In fact, except for Mendoza, all the candidates who’ve raked in the most last-minute money skipped the forum. Topped by far by Bill Daley, who collected close to three million dollars just within the last two weeks, with two million of that donated by Illinois’ richest man, billionaire Ken Griffin.

Daley is followed by Gery Chico at $387,000. Toni Preckwinkle with $362,000. Mendoza: $222,000 and Lori Lightfoot with $190,000. But some question how much that money has bought.

“The candidates who entered the race after (Rahm) Emanuel dropped out have spent maybe six million in advertising and haven’t budged in the polls, I think gives me a sense of optimism,” said candidate Paul Vallas.

Up until this week, Preckwinkle and Daley have been viewed as front-runners. But various polls indicate the race is tightening with Chico, Lightfoot and Mendoza all seen as possibly within striking distance.
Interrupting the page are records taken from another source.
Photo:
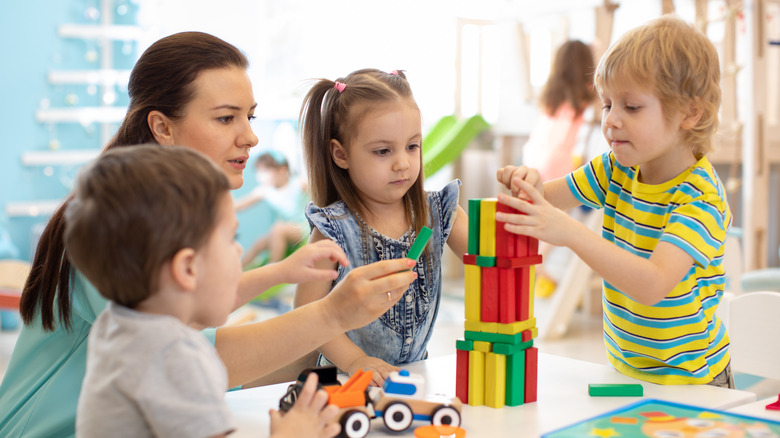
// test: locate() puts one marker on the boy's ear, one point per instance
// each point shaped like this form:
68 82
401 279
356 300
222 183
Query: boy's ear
693 113
339 154
183 270
161 128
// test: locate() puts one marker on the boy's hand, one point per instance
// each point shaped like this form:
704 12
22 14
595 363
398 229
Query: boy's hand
309 417
511 176
368 292
540 220
300 266
378 367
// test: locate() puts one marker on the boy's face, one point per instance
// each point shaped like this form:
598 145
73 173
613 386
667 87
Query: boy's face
218 264
638 132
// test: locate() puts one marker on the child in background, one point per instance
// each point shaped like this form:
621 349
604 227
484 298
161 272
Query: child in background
665 216
362 141
286 197
149 372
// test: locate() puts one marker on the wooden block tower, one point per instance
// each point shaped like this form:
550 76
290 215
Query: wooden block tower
496 360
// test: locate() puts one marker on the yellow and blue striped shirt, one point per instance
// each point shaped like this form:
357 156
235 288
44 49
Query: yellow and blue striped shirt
679 340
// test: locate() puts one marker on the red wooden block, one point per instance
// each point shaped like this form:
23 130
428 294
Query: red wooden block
518 262
531 373
507 310
462 375
469 259
523 292
489 294
521 245
506 242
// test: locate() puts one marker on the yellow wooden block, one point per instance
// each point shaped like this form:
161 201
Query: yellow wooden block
473 292
516 327
495 380
483 346
487 227
488 327
476 378
531 287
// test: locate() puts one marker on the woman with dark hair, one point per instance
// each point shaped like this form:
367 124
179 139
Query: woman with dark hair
190 89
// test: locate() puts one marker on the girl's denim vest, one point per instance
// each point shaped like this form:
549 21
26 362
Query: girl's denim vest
402 333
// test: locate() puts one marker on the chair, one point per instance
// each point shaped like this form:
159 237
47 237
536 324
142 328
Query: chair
754 330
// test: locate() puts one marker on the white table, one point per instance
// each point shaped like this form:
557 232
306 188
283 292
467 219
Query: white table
562 400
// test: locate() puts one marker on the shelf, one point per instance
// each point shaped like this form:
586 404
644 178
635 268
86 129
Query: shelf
113 32
96 77
83 115
58 158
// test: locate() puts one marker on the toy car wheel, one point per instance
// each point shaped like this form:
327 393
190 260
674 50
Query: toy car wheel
354 424
445 416
398 416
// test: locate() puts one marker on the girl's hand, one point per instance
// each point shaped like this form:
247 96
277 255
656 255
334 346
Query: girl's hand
511 176
299 267
368 292
309 417
540 219
378 367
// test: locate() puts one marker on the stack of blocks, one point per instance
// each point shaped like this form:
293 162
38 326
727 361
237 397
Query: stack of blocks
497 362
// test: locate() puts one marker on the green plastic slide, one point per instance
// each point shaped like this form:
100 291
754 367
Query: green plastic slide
447 139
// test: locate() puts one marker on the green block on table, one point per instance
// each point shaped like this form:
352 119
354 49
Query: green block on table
615 390
419 243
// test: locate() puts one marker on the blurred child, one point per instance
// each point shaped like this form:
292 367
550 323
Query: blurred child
153 228
665 212
362 139
286 197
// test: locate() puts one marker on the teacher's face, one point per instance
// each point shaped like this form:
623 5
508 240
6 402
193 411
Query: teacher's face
217 120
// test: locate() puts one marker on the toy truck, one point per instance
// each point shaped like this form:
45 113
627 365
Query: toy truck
399 402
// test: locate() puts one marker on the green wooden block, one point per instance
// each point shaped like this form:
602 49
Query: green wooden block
464 345
515 379
419 243
474 226
509 349
615 390
486 261
497 338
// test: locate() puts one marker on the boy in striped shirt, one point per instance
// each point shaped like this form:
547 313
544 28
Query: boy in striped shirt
665 209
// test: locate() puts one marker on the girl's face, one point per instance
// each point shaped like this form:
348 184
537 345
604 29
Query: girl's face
216 121
218 265
384 157
639 134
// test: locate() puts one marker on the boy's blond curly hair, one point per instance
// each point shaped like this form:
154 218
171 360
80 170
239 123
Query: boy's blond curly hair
677 63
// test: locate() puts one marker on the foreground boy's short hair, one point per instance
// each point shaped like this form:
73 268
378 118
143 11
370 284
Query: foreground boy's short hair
133 208
677 63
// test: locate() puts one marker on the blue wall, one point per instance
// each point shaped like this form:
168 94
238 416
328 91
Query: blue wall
29 49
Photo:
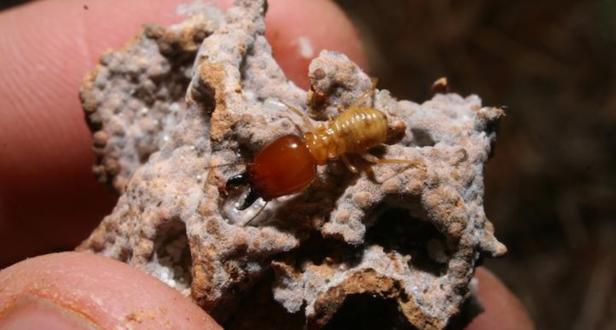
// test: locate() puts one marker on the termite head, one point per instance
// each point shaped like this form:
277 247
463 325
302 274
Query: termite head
283 167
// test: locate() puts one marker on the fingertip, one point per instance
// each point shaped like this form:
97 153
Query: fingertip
84 289
502 309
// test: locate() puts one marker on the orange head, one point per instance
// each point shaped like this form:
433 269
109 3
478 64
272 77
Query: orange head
283 167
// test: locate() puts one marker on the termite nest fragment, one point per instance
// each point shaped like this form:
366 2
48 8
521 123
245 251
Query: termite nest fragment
207 91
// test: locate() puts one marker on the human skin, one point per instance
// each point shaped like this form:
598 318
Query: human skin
49 199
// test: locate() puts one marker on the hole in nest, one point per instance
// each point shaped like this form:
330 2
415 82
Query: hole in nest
367 311
422 137
396 230
172 262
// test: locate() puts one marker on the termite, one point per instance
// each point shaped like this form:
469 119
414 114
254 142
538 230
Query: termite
288 164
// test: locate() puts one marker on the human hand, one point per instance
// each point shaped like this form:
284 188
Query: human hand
49 199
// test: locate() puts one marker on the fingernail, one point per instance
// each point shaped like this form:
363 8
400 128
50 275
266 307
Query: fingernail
40 313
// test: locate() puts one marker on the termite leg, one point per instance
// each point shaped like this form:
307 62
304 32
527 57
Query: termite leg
348 164
409 163
302 114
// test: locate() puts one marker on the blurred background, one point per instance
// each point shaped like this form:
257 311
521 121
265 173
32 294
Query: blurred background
551 184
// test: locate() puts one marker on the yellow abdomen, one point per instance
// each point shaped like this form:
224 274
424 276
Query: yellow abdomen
354 131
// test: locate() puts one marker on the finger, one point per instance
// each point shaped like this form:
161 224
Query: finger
77 290
48 196
502 309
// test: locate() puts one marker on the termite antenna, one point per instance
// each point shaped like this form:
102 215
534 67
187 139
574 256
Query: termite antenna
256 214
226 164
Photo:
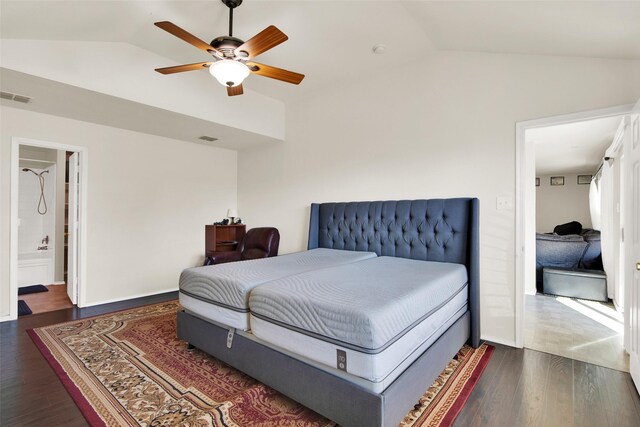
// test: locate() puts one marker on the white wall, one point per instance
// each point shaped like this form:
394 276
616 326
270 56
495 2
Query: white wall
559 204
148 202
61 166
448 129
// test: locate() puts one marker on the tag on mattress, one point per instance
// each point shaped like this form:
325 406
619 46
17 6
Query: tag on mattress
230 337
342 360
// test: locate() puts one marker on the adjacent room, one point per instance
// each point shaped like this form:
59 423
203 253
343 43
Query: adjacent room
576 309
319 213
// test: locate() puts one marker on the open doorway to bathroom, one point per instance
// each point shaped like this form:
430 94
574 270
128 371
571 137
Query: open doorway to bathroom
47 226
42 230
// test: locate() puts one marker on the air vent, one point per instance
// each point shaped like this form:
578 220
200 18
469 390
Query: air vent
14 97
208 138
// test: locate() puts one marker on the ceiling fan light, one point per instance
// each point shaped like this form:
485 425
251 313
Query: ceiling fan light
229 72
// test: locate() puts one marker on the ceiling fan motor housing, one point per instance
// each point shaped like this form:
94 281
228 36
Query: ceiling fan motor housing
232 4
227 45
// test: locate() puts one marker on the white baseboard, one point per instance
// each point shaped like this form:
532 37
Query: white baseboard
148 294
510 343
6 318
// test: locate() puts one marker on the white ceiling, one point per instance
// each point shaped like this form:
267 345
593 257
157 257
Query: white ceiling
332 40
329 41
573 147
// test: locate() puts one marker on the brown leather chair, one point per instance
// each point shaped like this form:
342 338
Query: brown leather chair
261 242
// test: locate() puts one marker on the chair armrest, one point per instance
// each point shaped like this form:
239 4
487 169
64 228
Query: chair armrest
222 257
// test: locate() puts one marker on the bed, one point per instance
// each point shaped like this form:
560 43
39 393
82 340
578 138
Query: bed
366 360
220 293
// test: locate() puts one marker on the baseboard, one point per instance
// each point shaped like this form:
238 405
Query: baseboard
7 318
510 343
148 294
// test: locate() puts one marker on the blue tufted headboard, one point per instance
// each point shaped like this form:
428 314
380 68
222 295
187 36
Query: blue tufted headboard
443 230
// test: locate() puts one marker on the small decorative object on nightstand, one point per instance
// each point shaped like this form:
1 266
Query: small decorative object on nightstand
232 214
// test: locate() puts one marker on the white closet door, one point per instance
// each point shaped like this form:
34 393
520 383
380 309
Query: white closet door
632 241
72 228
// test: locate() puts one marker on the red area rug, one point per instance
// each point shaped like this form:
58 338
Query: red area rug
129 368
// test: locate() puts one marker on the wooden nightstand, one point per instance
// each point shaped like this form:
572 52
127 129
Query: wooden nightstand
222 238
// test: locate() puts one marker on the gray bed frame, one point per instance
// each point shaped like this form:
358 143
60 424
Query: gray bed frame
434 230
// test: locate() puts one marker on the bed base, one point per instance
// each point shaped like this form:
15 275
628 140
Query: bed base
333 397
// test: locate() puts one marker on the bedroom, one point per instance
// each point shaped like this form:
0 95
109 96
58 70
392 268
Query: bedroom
449 132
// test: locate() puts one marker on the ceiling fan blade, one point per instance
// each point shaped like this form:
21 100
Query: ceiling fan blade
185 67
188 37
235 90
261 42
275 73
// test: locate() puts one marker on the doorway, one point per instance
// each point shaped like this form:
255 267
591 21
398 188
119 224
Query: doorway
558 318
48 226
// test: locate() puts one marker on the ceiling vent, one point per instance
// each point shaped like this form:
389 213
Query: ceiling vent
207 138
13 97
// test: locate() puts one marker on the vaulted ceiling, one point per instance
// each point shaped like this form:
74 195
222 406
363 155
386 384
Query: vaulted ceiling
329 41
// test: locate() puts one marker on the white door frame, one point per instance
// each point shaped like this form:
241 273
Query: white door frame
16 142
525 212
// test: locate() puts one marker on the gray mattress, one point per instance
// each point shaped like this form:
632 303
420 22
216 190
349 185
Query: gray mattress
364 306
228 285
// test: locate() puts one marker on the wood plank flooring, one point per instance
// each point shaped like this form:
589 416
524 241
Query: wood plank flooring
519 387
42 302
584 330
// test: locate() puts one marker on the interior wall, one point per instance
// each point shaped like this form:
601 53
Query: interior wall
559 204
447 130
148 202
61 166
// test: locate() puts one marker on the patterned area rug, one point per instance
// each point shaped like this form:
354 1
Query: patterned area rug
129 368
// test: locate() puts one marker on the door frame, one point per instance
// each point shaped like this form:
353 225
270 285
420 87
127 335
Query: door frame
525 201
16 142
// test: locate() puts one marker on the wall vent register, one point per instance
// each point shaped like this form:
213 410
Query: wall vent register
14 97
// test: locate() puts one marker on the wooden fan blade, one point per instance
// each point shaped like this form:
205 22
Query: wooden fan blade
235 90
185 67
275 73
188 37
261 42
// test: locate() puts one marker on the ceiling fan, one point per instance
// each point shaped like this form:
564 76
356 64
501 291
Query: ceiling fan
232 57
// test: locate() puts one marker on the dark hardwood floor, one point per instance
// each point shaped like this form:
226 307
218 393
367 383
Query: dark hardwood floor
55 299
519 387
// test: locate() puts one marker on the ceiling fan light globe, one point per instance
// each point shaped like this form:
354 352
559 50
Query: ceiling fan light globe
229 73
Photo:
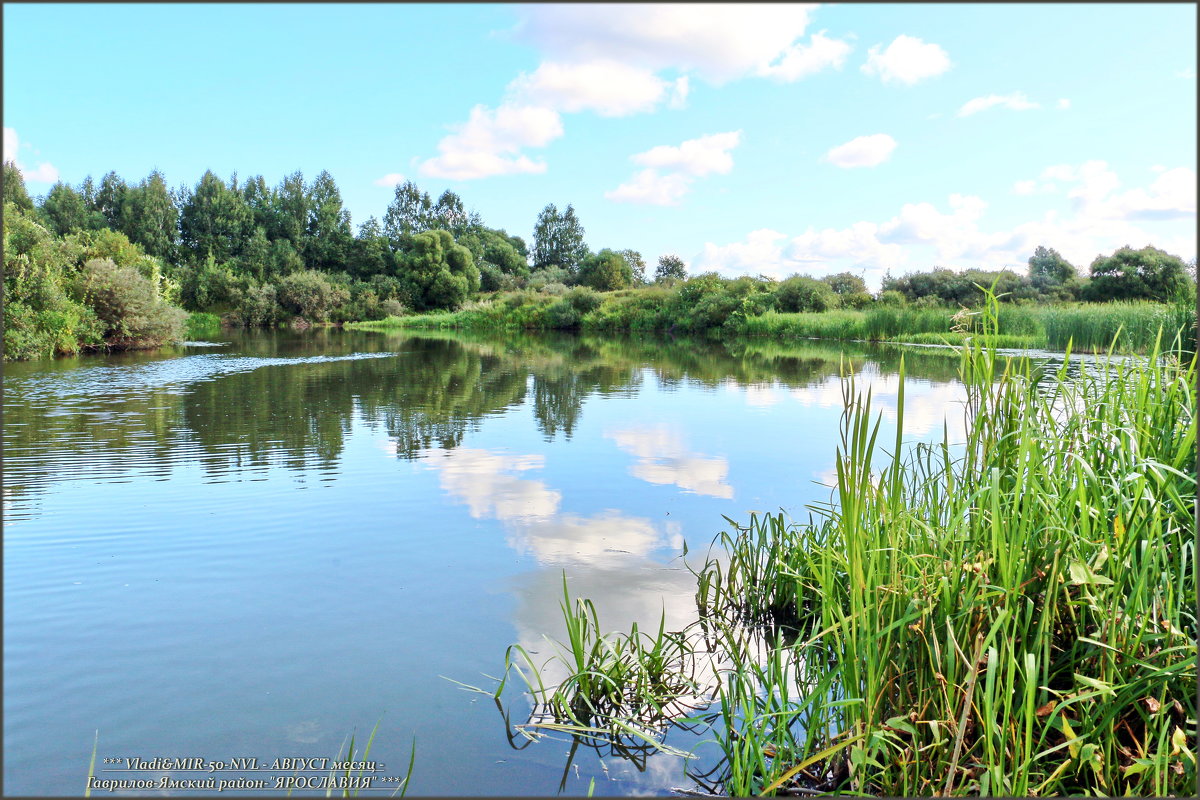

Weak turnout for early voting signals a lack of enthusiasm, with up to a quarter of voters still undecided.

“I think that’s a reflection on the confusion of the voters who don’t want to go the same way that we’ve been going,” said candidate Garry McCarthy.

“Those undecideds are more important because every vote is going to make a difference in this race,” Mendoza said.

Various sources tell CBS 2 Gery Chico and Lori Lightfoot both seem to be moving up, with Bill Daley perhaps damaged by critical TV ads funded by the construction equipment operators union. Now, Daley is spending heavily to answer those ads.

But overall Chicagoans seem somewhat bewildered, by something they’ve never experienced: A genuinely wide-open, freewheeling mayoral race.